Contribui para o dinamismo da história que tudo aconteça muito rápido, o que, porém, prejudica a tensão. Pouco tempo sobra para que se tente adivinhar o que aconteceu, por um lado, e para o suspense do que irá acontecer, por outro. Considerado o mestre do suspense, Alfred Hitchcock via o whodunnit como um estilo narrativo diferente. Para ele, o suspense era quando o público sabe mais do que a personagem que se encontra na tela. Se uma bomba explode de repente sob a mesa é uma surpresa, mas se o público sabe que a bomba está lá e que vai explodir em cinco minutos, isso é suspense, e esses cinco minutos podem durar uma eternidade. Em alternativa, no whodunnit, o público não sabe nada e tenta descobrir quem é o culpado juntamente com quem investiga.
As histórias contadas por este meio devem ser uma sucessão de acontecimentos que se entrelaçam e desdobram num fluxo ininterrupto, por isso talvez o maior problema de The Woman in Cabin 10 é que extrapola essa ideia e transforma-se numa enxurrada. O extremo oposto ocorre quando se está diante de uma obra em que nada acontece. Se o cinema é fundamentalmente a arte de manipular o tempo por intermédio da montagem, filmes assim falham naquela que deveria ser a sua principal virtude. Ainda mais quando se trata de uma história de mistério, como neste caso, em que o trabalho é justamente manter a tensão em alta.

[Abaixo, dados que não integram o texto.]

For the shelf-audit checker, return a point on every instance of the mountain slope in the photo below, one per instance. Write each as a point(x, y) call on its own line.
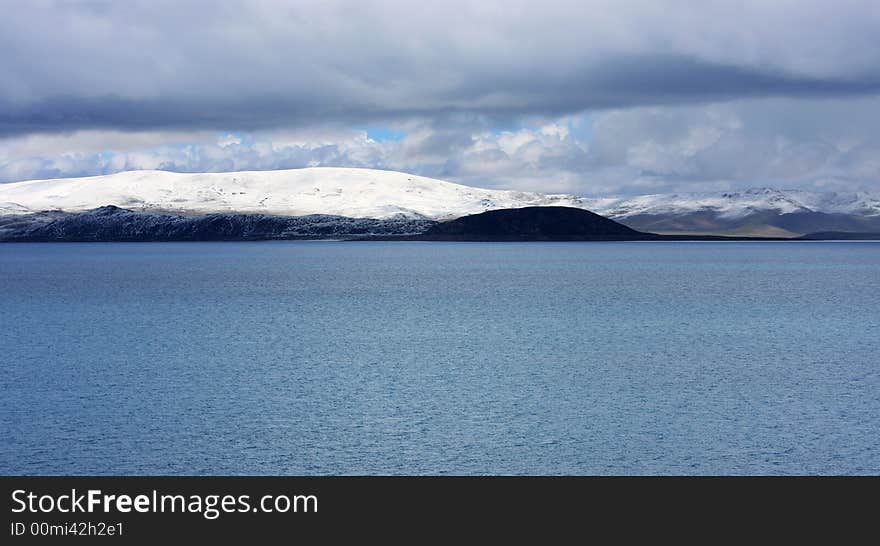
point(111, 223)
point(355, 193)
point(758, 212)
point(532, 224)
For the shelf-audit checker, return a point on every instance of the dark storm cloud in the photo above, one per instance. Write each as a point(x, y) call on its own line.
point(71, 65)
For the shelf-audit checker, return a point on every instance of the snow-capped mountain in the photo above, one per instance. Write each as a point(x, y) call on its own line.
point(354, 193)
point(739, 204)
point(376, 194)
point(756, 212)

O argumento do filme é baseado no livro homónimo de Ruth Ware, bestseller inglesa que já foi comparada a Agatha Christie. Ela reconhece ser influenciada por aquela que é uma das mais famosas escritoras de mistérios de todos os tempos, criadora dos detetives Hercule Poirot e Miss Marple. As histórias de Ruth costumam girar em torno de mulheres aparentemente comuns que acabam envolvidas em situações de risco. Nos dois primeiros romances, a incluir The Woman in Cabin 10 (2016), a autora explora o clássico enredo de um grupo de pessoas isoladas num ambiente perigoso, incapazes de escapar – estrutura que lembra, por exemplo, Murder on the Orient Express, obra de 1934 de Christie.
Na era da economia da atenção, quando o que importa é o scroll no feed das redes sociais ou fazer com que as pessoas vejam os lançamentos de streaming de uma só vez assim que o filme ou série fiquem disponíveis, The Woman in Cabin 10 cumpre seu objetivo: prende a atenção, mas deixa uma sensação de vazio, tal como boa parte do audiovisual que é produzido por essas plataformas. Tal e qual comer fast food que sacia a fome no momento, mas que poucas horas depois já é difícil lembrar o que se comeu.